Wait, you’re working on a beach and complaining? Had enough of the perpetually drunk British tourist, shouting at you to fetch him another beer in broken Spanish? Chatting up tattoo clad bikini beauties at the bar in the evenings been grating on your nerves lately? Sick and tired of getting outdanced at a keg party following a session of beach volleyball?
Across my workplace is a spanning cemetery (which is also where I tend to take my daily walks) and for a few square miles in its vicinity, a fine sampling of brutalist architecture. The only piece of nature I’m exposed to on a daily basis is a patch of lawn facing out my window. There used to be a lonely maple in front of the foyer beneath which I would have smoked during breaks, but they sawed it down last fall. Safety issues.

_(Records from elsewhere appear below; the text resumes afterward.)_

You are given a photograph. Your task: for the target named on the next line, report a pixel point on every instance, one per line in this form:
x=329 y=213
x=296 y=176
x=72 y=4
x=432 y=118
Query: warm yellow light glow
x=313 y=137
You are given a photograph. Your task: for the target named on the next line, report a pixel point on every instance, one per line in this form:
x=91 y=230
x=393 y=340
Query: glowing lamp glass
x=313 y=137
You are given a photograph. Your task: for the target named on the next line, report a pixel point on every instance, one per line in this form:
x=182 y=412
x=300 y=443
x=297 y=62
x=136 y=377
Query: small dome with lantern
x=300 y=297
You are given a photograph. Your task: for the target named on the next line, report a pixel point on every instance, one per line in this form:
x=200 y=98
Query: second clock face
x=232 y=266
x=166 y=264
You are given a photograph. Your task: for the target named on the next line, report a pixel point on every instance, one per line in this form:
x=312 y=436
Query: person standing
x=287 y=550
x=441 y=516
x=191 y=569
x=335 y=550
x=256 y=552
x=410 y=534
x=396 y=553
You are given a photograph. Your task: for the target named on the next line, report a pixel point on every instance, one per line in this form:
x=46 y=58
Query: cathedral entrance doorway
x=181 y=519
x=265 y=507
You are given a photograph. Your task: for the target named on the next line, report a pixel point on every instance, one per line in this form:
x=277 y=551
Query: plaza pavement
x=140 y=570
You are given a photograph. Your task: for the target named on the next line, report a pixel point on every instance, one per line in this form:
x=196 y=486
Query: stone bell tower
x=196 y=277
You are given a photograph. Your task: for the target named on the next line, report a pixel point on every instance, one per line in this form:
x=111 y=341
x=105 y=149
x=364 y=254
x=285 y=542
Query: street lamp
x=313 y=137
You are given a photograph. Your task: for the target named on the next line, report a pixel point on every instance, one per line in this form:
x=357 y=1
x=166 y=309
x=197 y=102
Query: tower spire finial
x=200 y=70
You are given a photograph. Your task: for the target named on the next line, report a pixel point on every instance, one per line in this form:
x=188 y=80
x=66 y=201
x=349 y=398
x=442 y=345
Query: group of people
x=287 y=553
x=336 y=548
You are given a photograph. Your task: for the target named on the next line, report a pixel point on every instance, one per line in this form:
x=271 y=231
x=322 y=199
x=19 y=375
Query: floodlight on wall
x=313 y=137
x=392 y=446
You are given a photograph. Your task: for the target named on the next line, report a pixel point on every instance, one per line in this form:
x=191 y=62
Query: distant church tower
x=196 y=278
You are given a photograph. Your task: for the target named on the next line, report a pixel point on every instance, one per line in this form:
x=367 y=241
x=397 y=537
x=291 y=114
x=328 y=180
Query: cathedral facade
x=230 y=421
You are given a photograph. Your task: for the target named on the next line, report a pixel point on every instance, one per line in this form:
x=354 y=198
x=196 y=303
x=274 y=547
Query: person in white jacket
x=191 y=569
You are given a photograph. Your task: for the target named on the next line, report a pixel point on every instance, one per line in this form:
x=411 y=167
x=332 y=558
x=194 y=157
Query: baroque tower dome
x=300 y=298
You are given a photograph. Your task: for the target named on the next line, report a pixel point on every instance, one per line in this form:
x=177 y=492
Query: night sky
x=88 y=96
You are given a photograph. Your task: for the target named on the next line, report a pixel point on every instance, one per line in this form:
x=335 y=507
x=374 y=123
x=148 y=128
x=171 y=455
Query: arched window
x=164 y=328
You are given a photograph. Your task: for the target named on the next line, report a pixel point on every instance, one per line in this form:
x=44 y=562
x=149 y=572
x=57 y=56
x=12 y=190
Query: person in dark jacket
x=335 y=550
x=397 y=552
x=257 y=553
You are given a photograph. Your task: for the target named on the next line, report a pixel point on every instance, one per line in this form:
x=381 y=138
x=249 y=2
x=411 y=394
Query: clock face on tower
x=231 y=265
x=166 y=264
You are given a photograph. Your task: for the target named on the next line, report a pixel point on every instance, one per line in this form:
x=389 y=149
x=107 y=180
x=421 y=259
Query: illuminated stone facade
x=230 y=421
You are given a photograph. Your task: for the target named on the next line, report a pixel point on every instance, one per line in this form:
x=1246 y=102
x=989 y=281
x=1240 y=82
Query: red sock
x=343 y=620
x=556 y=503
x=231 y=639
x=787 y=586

I hate to sound trite, but the obvious thing to note here, and I speak of this as someone who has the effluence of his fingertips as the sole employable skill, is that written words do not generally translate well into marketable commodities. The entry point to such a career is laughably low and a million Indians with post-graduate diplomas are lining your way to it. Even so I consider myself to be tremendously lucky for the pittance of a remission I receive for my labors, as opposed to the usual lines of employment left to the down-on-their-luck in my hometown, which is panhandling and dealing drugs. But they’ve now even legalized that, the bastards.
I never had a passion for literature, neither in the way of creating or appreciating it. I do not brag about this, I simply find that it’s not an era for it. The only things I tend to read for fun these days (apart from non literary works) are cheap sci fi horror pulp novels from Black Library. But maybe that’s because it’s the predominant cultural setting right now.